What "training the model" actually means¶
When leadership says "we'll have our clinicians train the model," that phrase covers a wide range of approaches with very different cost, complexity, and effect. Being precise is worth real money and real safety.
The spectrum, from most to least feasible in-house¶
| Approach | What it is | Affects model weights? | Realistic in-house? |
|---|---|---|---|
| Prompt engineering & version control | Iterating system prompts, instructions, and few-shot examples | No | Yes, start here |
| Few-shot example curation | Curated exemplar inputs/outputs inserted into prompts | No | Yes |
| RAG corpus curation | Clinicians select and version-control which protocols, papers, goal banks feed retrieval | No | Yes, high leverage |
| Output preference collection | Clinicians rate, rank, or correct outputs; data feeds future iteration | No (initially) | Yes |
| DPO / RLHF on collected preferences | Adjusts model weights based on rater preferences | Yes | Possible but expensive; limited turnkey availability for frontier models |
| Supervised fine-tuning (SFT) | Train on (input, ideal-output) pairs | Yes | Available for some models; significant data-curation cost |
| Full foundation-model fine-tune | Continued pretraining on domain data | Yes | Not realistic for most clinical orgs |
Where the value actually comes from¶
For most teams, the top three rows account for ~80% of the practical value:
- Prompt engineering and version control. Most clinical-quality issues are prompt issues. A well-iterated prompt outperforms a poorly fine-tuned model on most tasks.

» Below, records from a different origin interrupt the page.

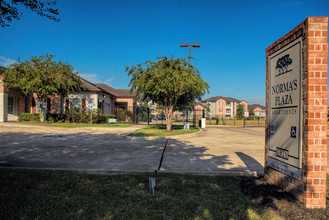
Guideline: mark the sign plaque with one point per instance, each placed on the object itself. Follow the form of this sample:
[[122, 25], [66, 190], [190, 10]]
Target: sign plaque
[[285, 110]]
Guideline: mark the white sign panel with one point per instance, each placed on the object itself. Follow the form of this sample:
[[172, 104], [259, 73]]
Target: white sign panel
[[246, 114], [285, 109]]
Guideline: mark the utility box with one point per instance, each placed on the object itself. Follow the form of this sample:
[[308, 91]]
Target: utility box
[[186, 125]]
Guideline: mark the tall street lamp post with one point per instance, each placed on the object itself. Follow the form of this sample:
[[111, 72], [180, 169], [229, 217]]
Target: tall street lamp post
[[189, 52]]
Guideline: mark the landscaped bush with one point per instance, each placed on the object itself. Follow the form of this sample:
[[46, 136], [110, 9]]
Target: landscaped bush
[[55, 117], [28, 117], [76, 115], [106, 118]]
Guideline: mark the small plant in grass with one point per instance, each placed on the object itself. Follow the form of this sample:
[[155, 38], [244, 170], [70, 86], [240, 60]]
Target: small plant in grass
[[28, 117]]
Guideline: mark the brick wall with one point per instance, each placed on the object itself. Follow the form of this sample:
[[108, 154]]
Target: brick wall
[[218, 107], [130, 103], [311, 190]]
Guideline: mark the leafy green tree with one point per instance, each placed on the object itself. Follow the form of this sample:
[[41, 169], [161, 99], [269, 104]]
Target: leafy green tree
[[9, 10], [251, 113], [240, 111], [42, 76], [208, 109], [143, 113], [170, 82]]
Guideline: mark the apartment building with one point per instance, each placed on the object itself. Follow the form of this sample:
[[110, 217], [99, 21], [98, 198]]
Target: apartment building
[[223, 107], [98, 95], [259, 110]]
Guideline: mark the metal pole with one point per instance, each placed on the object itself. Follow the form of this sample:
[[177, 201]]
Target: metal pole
[[148, 116], [44, 111], [189, 54], [91, 118]]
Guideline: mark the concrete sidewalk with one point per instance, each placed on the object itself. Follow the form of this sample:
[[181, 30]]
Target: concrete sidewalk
[[217, 151]]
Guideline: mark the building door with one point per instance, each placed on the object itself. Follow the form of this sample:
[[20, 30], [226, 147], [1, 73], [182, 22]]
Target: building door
[[11, 105], [12, 109]]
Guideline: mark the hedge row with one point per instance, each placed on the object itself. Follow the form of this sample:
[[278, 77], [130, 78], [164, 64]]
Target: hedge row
[[73, 116]]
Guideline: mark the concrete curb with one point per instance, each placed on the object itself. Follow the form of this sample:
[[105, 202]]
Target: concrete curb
[[163, 137], [136, 172], [12, 125]]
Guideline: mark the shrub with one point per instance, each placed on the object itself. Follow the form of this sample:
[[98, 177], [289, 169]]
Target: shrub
[[55, 117], [75, 115], [28, 117], [106, 118]]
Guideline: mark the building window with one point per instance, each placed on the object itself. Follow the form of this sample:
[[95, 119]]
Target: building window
[[10, 105], [48, 105], [83, 104]]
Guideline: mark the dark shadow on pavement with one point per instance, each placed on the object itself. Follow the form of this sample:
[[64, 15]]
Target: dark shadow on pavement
[[252, 164]]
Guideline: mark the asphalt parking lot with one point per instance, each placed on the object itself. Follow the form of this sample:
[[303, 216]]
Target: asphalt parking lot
[[218, 150]]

- Few-shot examples. A handful of well-chosen exemplars can shape output more than weeks of fine-tuning data collection.
- RAG corpus curation. What the system retrieves shapes what it says. Clinical leadership owning the corpus is high-leverage and underrated.
When fine-tuning is actually warranted¶
Consider it when:
- You have a specific failure mode that prompt engineering and RAG can't fix (rare, in clinical generation).

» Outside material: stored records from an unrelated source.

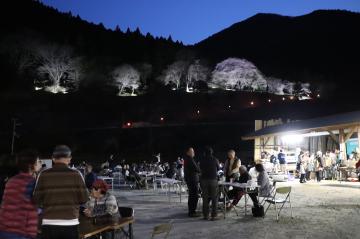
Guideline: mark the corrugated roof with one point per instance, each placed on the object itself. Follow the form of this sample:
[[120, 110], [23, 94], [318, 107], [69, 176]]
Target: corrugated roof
[[305, 126]]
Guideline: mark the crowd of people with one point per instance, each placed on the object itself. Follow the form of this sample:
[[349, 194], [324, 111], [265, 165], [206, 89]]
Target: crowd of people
[[203, 173], [55, 197]]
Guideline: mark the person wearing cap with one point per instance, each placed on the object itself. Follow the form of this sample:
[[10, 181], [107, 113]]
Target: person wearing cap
[[209, 166], [60, 191], [102, 205]]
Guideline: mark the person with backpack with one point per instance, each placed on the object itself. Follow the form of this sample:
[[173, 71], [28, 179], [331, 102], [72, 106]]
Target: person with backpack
[[300, 166], [282, 161], [232, 165], [209, 166]]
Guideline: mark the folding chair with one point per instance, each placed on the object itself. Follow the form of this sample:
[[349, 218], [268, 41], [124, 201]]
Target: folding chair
[[270, 196], [285, 191], [162, 229], [124, 213]]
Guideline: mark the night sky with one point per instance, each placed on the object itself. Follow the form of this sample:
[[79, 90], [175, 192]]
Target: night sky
[[189, 21]]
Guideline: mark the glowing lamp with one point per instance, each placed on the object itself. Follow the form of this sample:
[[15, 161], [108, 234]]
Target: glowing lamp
[[292, 139]]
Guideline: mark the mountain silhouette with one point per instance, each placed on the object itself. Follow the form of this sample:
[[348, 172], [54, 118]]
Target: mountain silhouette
[[320, 47]]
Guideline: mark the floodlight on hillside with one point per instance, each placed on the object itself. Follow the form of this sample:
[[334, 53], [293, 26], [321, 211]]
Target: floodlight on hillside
[[292, 138]]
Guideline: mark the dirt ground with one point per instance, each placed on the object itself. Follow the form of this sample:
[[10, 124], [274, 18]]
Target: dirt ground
[[329, 209]]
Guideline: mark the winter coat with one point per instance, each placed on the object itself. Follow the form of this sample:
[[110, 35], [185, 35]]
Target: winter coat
[[18, 213], [264, 183]]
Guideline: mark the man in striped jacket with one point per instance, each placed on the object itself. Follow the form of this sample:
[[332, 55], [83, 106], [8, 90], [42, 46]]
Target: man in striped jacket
[[60, 191], [18, 213]]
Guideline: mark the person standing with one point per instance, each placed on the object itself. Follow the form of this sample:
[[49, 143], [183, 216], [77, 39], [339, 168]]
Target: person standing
[[301, 166], [263, 181], [319, 165], [282, 161], [60, 191], [239, 192], [90, 176], [191, 174], [232, 165], [18, 213], [209, 166]]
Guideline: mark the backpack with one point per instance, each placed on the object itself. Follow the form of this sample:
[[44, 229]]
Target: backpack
[[272, 159]]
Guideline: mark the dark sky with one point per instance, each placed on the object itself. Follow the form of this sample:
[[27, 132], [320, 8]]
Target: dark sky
[[189, 21]]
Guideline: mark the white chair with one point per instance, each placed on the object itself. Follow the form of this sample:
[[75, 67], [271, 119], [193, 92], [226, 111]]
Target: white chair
[[162, 229], [285, 193]]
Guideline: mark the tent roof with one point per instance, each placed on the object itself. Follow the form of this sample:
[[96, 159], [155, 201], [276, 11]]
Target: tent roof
[[332, 122]]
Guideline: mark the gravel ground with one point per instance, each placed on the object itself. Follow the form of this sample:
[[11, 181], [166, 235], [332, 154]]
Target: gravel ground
[[328, 210]]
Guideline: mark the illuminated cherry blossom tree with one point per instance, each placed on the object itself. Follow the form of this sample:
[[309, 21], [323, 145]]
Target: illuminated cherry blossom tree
[[235, 73], [58, 65], [174, 74], [196, 72], [126, 77]]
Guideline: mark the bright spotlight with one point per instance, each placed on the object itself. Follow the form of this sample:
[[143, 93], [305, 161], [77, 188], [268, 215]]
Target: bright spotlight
[[292, 139]]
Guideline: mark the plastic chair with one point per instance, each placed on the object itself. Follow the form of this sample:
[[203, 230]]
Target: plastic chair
[[270, 196], [285, 192], [162, 229], [126, 212]]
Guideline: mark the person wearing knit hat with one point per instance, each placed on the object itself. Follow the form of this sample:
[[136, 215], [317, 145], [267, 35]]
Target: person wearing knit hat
[[102, 204], [60, 191]]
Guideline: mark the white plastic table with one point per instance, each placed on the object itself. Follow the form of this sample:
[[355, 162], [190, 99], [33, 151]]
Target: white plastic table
[[170, 181], [245, 186], [107, 178]]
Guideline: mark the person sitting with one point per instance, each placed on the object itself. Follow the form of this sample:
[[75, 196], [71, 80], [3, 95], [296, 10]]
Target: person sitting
[[171, 172], [102, 206], [263, 181], [239, 192], [102, 203], [252, 171]]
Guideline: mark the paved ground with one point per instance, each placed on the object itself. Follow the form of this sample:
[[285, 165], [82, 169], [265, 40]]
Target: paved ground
[[321, 210]]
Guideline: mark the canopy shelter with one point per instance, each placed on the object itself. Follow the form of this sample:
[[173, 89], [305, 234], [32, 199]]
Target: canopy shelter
[[338, 128]]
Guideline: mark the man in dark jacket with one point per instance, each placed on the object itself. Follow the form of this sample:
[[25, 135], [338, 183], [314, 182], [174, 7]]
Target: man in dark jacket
[[60, 191], [239, 192], [209, 166], [191, 172]]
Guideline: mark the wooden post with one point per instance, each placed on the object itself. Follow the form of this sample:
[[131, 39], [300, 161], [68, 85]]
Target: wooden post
[[358, 131], [257, 141]]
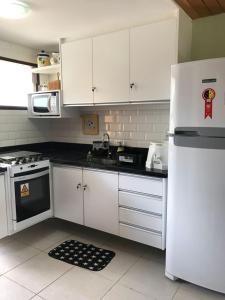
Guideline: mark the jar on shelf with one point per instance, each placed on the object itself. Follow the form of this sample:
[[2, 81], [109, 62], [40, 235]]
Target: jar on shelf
[[43, 59]]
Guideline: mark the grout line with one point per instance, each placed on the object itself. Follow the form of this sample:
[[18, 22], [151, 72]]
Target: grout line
[[12, 280], [120, 278], [21, 263], [55, 280]]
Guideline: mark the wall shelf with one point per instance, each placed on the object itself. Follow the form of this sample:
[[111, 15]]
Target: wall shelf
[[52, 69]]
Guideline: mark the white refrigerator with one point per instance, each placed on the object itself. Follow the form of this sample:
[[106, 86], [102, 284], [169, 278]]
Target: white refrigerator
[[196, 181]]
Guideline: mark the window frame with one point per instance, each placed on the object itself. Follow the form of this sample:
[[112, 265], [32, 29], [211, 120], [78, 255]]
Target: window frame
[[5, 107]]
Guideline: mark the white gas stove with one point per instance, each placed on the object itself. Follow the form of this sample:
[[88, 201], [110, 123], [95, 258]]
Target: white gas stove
[[28, 181]]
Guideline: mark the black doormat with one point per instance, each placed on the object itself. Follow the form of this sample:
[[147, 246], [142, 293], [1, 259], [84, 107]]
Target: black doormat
[[82, 255]]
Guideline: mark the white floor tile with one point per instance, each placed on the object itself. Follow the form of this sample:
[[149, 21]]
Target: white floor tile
[[118, 266], [38, 272], [77, 284], [148, 278], [43, 235], [13, 254], [119, 292], [10, 290], [189, 291]]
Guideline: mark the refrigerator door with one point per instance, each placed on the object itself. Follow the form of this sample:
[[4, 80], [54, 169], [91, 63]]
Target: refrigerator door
[[198, 94], [196, 212]]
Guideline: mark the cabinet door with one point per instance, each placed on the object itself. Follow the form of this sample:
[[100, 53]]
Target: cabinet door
[[153, 49], [111, 67], [101, 201], [77, 72], [68, 193], [3, 211]]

- You have access to high-quality (input, output) pairs at scale, with clinical sign-off.
- You can afford the eval cost of a tuned model. Eval becomes harder, not easier, after fine-tuning, because you've changed the base distribution.
- You can manage the lifecycle: tuned models are tied to a base version and need re-tuning when the base changes.

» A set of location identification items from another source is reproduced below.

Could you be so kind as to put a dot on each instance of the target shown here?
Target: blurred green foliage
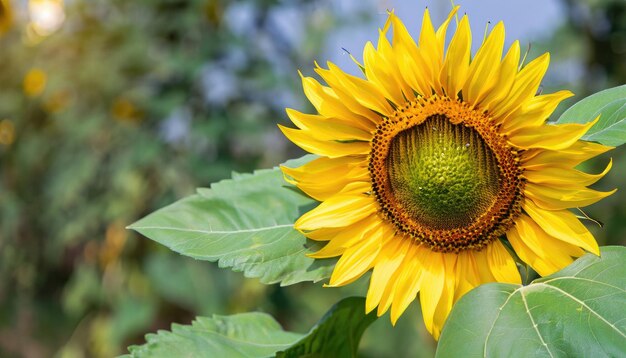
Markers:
(129, 106)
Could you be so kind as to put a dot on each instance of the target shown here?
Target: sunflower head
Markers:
(437, 165)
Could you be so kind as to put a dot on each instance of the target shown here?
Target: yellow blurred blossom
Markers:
(7, 132)
(113, 245)
(125, 111)
(46, 16)
(35, 82)
(6, 16)
(57, 102)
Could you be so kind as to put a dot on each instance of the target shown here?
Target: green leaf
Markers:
(610, 104)
(257, 334)
(242, 335)
(579, 311)
(337, 334)
(245, 223)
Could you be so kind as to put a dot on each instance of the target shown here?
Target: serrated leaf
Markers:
(610, 104)
(242, 335)
(579, 311)
(337, 334)
(245, 223)
(257, 334)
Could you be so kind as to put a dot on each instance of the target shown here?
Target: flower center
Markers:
(444, 176)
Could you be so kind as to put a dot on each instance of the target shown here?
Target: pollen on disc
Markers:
(442, 174)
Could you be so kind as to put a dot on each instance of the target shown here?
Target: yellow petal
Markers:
(408, 284)
(456, 63)
(569, 157)
(484, 69)
(324, 177)
(564, 177)
(539, 250)
(535, 112)
(408, 263)
(553, 137)
(444, 306)
(409, 59)
(363, 104)
(558, 198)
(341, 239)
(387, 263)
(364, 92)
(380, 70)
(466, 274)
(433, 281)
(329, 105)
(506, 78)
(323, 128)
(525, 87)
(332, 149)
(562, 225)
(358, 258)
(338, 211)
(501, 264)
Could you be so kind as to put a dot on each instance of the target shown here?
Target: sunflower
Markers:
(438, 168)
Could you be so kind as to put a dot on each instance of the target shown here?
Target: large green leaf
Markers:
(242, 335)
(257, 334)
(579, 311)
(337, 334)
(245, 223)
(610, 104)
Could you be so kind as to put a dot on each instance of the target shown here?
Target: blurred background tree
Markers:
(111, 110)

If you're unsure, you don't need it yet.
Collecting preference data without fine-tuning¶
You can, and should, start collecting structured clinician feedback even if you have no near-term plans to fine-tune. Reasons:
- It informs prompt and corpus iteration.
- It surfaces patterns of edit and disagreement.
- It builds the dataset that might be used for future tuning.
- It demonstrates clinician engagement, which matters for governance and adoption.
What to capture:
- The original draft and the clinician's edited version (diff).
- Optional reason codes (factually wrong, missing element, wrong tone, prohibited language, etc.).
- Free-text rationale for nontrivial edits.
- Sign-off identity and timestamp.
Be honest with leadership¶
If a leader says "our clinicians are training the model," ask: which row in the table above? If the honest answer is "row 1" (prompt engineering), say so. The capability is real and valuable; the framing matters because it sets expectations for cost, timeline, and what kind of company you're building.
Be honest with payers and patients¶
When describing the system in payer materials, marketing, or patient-facing language, use language that matches what's actually happening. "Clinician-curated AI" is honest. "Trained by clinicians" usually isn't, unless you've done supervised fine-tuning or RLHF.